Fermiamo le guerre: mobilitazioni in sette città italiane per la pace

Il 26 ottobre 2024 si è svolta una mobilitazione nazionale contro i conflitti armati, promossa da organizzazioni come Europe for Peace, Rete Italiana Pace Disarmo, Fondazione PerugiAssisi per la cultura della pace, Sbilanciamoci e AssisiPaceGiusta, supportata da oltre 350 associazioni civili. Con il messaggio Fermiamo le guerre, il tempo della pace è ora, i cortei hanno attraversato sette città italiane: Bari, Cagliari, Firenze, Milano, Palermo, Roma e Torino. Le richieste principali includono il cessate il fuoco immediato a Gaza e in altre aree in conflitto come l'Ucraina, il rispetto dei diritti umani e l’avvio di una conferenza di pace dell'ONU.

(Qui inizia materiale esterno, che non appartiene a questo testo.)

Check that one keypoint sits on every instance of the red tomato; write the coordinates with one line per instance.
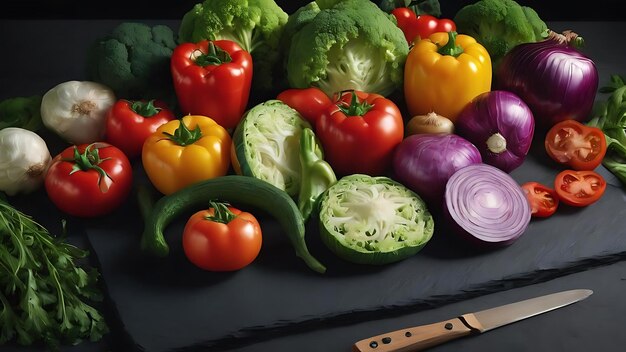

A Roma, il corteo ha avuto inizio dalla Piramide Cestia, con la partecipazione di esponenti di spicco della società civile e politica come il segretario generale della CGIL Maurizio Landini e i politici Nicola Fratoianni e Nicola Zingaretti. A Milano, i manifestanti si sono radunati sotto una pioggia battente all’Arco della Pace per proseguire fino a piazza della Scala, portando bandiere palestinesi, libanesi e striscioni contro ogni guerra. Hanno aderito rappresentanti di associazioni cattoliche, sindacati come la CGIL e vari esponenti politici della sinistra, tra cui i Verdi e Sinistra Italiana.
In entrambe le città, i partecipanti hanno espresso il loro dissenso verso l’aumento delle spese militari, la produzione e diffusione di armi nucleari e l’invio di armi nei paesi in guerra. Alcuni slogan sottolineavano l’urgenza di diritti e dignità universali, con messaggi che univano le identità di popoli in conflitto, come Siamo tutti ebrei e palestinesi, russi e ucraini. I manifestanti richiedono una politica estera improntata alla cooperazione, alla giustizia sociale e alla tutela del diritto internazionale.
A margine della manifestazione, Emanuele Fiano del Partito Democratico ha espresso dissenso verso alcuni striscioni che facevano riferimento a un presunto genocidio a Gaza, sostenendo che non si tratterebbe di una campagna di eliminazione sistematica, ma di una tragedia umanitaria.